Things are murky in my head, and were from the moment this guy leered at me and said what he said. For all I know, I heard wrong--he was speaking quietly. But he was also looking at me funny, and I really think he said something not nice to me. Whether or not he said what I think he said, I felt violated by the way he was looking and speaking to me. It was a dirty, disgusting feeling, and let me assure you, I'm not the kind of girl that normally gets lots of male attention, good or bad, so it was a new feeling. It was repulsive, actually, and not flattering at all. I hated it. There is one thing I am omitting here, and it makes me feel quivery to even mention it, and it's the reason I didn't want Sam to tell someone, and it's the reason I didn't want to tell someone: the guy was African-American. It doesn't change the leer or what I thought I heard, but I didn't want to get someone in trouble if I wasn't exactly sure, and I didn't want to appear racist, either. What if he was just asking about the donut? (I realize that isn't exactly the most feasible possibility.

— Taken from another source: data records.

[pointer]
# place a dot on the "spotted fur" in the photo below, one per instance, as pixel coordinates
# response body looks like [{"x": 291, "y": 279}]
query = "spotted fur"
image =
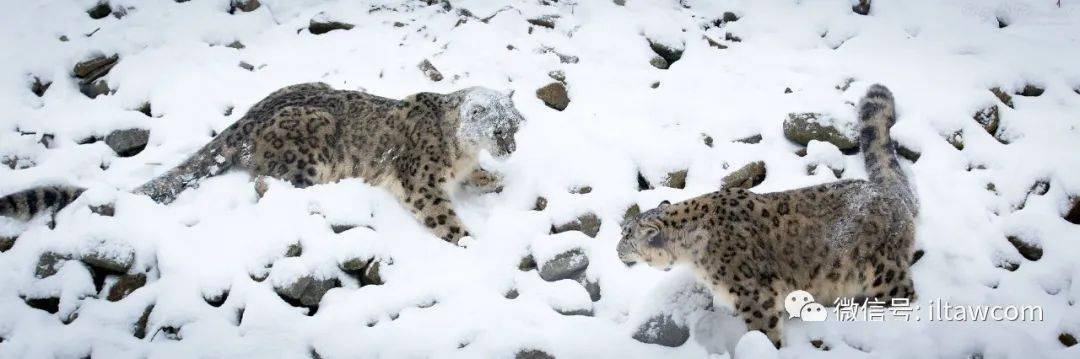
[
  {"x": 420, "y": 148},
  {"x": 842, "y": 239}
]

How many times do strangers ask you for food? Unless they're homeless, and if I had to guess, I'd say no way this guy was. He was nicely dressed and looked clean and shiny and well fed.) Either way, I'm almost 100% sure that I'd be less reluctant to make some sort of accusation about this person if he had been white. I don't know if that's some sort of fucked up racism, but I so didn't want him to be saying what he was saying, and I so didn't want to have to be a white girl accusing a black man of something. Especially if he didn't do it.
I don't think about race very often, because I don't have to. I know that's what we call privilege, and it's nice and tidy for me to say this. But the incident in the bookstore became less about sexism and harrassment (which is really what it primarily was about; no one should be able to get away with speaking to a woman so basely) and more about race the more I thought about it. And that gives me the willies. I'm mad that someone felt they could do that, I'm mad that I got scared and cowered in a corner until my boyfriend came, and I'm mad that I didn't want to tell someone what happened because of the skin colors involved. I'm mad at the entire situation, from front to back. It was a bad cap to a really bad day.
LIke I said, it's all very murky and muddled in my head. I'm still not sure I did the right thing by letting Sam tell one of the managers to keep an eye out. I'm still not sure I shouldn't have done it myself. There's no clear answers here, at least for me.
I'm so sorry that this happened to you. It sucks when someone catches you off guard and makes you feel unsafe. Although, I have to say, I think you were right to trust your instincts and get away from that guy. I don't think you were responding to his skin color. I think if some white guy (or asian, latino, or any other ethnicity) said that to you and looked at you like you said this guy did, you would have felt the same way. I don't know if that would have made you tell someone or not, but I don't think his race is what made you feel unsafe. You're smarter than that. The fact that it occurs to you to look into whether or not you were responding to a threat to your personal safety, or whether the threat was percieved because of his race, tells me that you were NOT uncomfortable because of his race, but because of his general pervy-ness. Personally, after being in Rome, where I was accosted a couple of times (I don't frequently get that sort of attention here usually), I am always sort of leary of loner guys who ask me for something. They might be asking for directions, or the time - something completely innocent - but if they are alone and they are asking me while I'm alone, I'm always on high alert.
It sounds to me like this particular guy was a skeevy asshole, regardless of his color.